Using a Dassault Falcon 20 modified with a functional LDACS receiver, DLR pilots started flight testing the use of LDACS on March 26. Flight testing is occurring within airspace to the southwest of Munich, where new ground stations capable of receiving the new data are set up in Oberpfaffenhofen, Schwabmünchen, Peiting and Königsdorf.
"In principle, LDACS for aviation works in a similar way to mobile radio communications on the ground. The ground station corresponds to the mobile phone base station, and the radio in the aircraft corresponds to the smartphone,” said Michael Schnell, group leader for DLR’s institute of communications and navigation.
Data collected from DLR’s flight testing will show the ability of the L-band spectrum to provide faster data transmission speeds and navigation accuracy for digital transmissions exchanged between the Falcon 20’s LDACS receiver and the ground stations. The flight tests are designed to simulate how the LDACS stations would allow digital data exchange between pilots and controllers in the future,rather than rely on voice communication.

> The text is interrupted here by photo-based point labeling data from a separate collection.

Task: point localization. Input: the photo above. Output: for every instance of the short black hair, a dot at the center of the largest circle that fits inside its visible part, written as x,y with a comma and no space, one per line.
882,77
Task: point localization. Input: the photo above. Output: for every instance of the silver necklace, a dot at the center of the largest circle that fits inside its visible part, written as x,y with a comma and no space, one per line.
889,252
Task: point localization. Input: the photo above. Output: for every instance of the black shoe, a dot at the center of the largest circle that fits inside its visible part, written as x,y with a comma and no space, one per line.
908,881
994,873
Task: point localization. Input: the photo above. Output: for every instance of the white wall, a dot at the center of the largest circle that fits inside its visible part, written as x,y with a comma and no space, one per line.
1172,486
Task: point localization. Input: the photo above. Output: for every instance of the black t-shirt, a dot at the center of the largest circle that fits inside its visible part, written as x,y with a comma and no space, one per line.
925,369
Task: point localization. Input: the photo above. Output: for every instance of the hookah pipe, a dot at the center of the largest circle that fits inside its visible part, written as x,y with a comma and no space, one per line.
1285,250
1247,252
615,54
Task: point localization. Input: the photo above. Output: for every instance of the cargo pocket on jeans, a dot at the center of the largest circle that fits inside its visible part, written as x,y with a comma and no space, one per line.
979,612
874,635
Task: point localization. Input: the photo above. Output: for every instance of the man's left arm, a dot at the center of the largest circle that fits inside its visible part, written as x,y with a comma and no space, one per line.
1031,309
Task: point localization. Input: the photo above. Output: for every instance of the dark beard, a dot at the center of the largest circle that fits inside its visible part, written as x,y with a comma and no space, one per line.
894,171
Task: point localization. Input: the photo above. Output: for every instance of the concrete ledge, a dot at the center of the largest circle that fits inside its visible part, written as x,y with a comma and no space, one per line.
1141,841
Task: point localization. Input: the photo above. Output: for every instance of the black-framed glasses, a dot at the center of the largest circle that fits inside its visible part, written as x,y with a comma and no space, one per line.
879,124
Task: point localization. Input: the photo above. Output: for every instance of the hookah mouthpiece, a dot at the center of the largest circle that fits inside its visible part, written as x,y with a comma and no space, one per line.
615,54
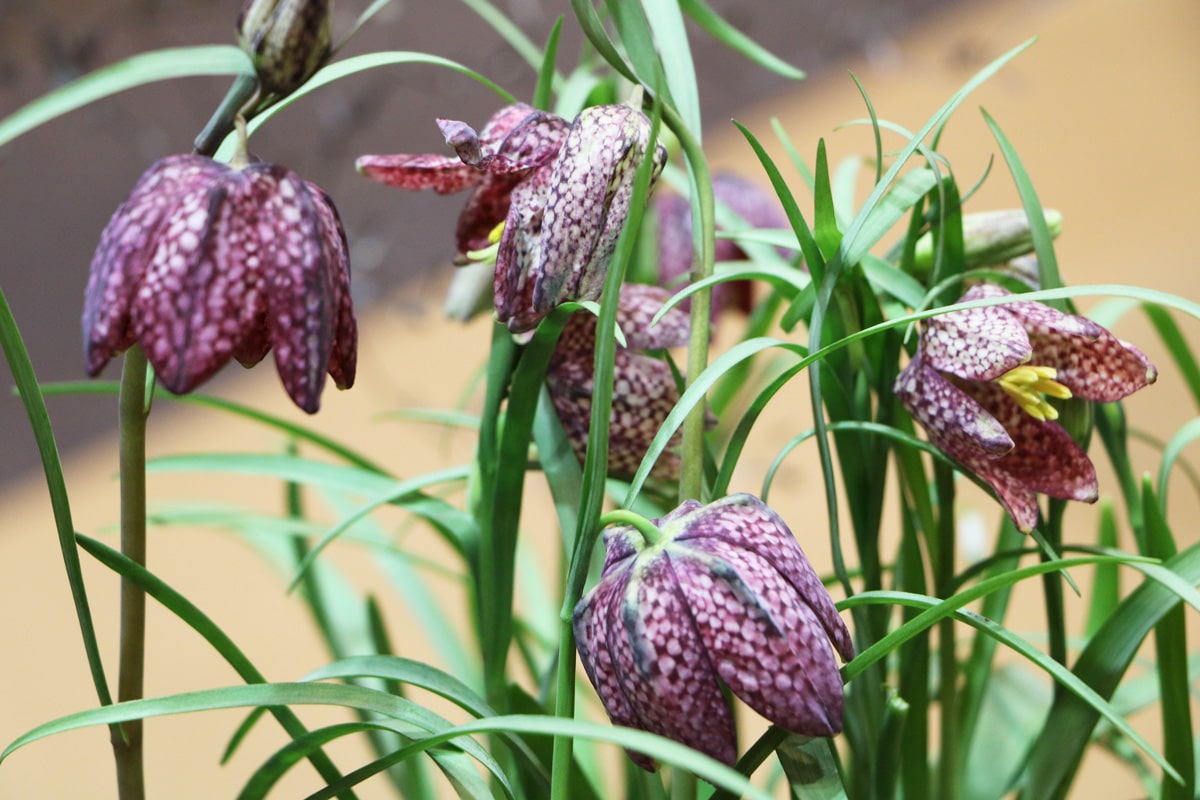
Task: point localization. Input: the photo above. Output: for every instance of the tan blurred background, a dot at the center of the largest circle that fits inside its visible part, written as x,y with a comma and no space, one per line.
1102,109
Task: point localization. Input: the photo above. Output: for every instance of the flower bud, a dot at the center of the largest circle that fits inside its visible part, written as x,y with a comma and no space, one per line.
725,599
989,238
287,38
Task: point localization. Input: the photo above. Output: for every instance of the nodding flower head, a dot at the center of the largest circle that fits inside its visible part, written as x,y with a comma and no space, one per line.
724,600
208,262
643,388
561,190
981,385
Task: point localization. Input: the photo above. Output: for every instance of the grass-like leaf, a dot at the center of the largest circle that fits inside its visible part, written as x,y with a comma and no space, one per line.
60,503
1043,240
210,631
1055,755
130,73
715,26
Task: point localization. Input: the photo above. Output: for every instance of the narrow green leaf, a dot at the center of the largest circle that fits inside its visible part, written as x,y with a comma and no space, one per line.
825,217
675,54
1056,753
715,26
939,609
1171,663
130,73
292,429
1179,348
210,631
813,257
1043,241
544,91
811,768
1107,582
60,503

DLR's Falcon 20 prepares for takeoff. Photo: DLR
Researchers at DLR first started developing the foundational elements of LDACS as far back as 2007, according to Schnell. DLR describes the use of LDACS as originating from the 2007 World Radio Conference, where the L-band spectrum between 960-1164 MHz was assigned to aeronautical communications on a secondary basis. According to DLR, the transmission bandwidth is limited to 500 kHz, enabling aircraft-to-ground-station data rates ranging from 561 kbs per second to 2.6 mbs per second. In contrast, VDL Mode 2, which is currently widely used within European airspace, only offers net data rates of a few kilobits per second.
Frequentis and Rohde & Schwarz, in collaboration with the Single European Sky ATM Research agency, developed the ground stations capable of being tuned to channels in the aeronautical L-band between 985 MHz and 1072 MHz. LDACS standards for the form, fit, function and minimum system performance requirements of both the ground stations and aircraft receiving components are being developed right now by separate ICAO and Eurocae working groups. Schnell expects the working groups to produce a final LDACS standard by 2022.
DLR sees the use of LDACS primarily as serving two purposes within the future of the overall European aviation communications infrastructure. First, it is an alternative link that pilots and controllers can use to digitally exchange much of the same information they communicate today verbally. Secondly, it can serve as an alternative positioning, navigation and timing signal for correcting aircraft navigation accuracy when global navigation satellite system links such as Galileo or EGNOS in Europe are interrupted or unavailable.
Eurocontrol, which first started contributing to the development of LDACS technological specifications in 2009, wants to eventually facilitate further testing of the technology to even include military airspace users in a more comprehensive future flight testing campaign.
Schnell said the initial flight testing has been successful, and sees huge potential for its use as a data link in future European air traffic system operations.
“Key functionalities such as handover between ground stations and the LDACS ranging capability for A-PNT (Alternative Positioning, Navigation, and Timing) applications, as well as cyber-secured transmissions of CPDLC and ADS-C applications, have been demonstrated successfully,” said Schnell.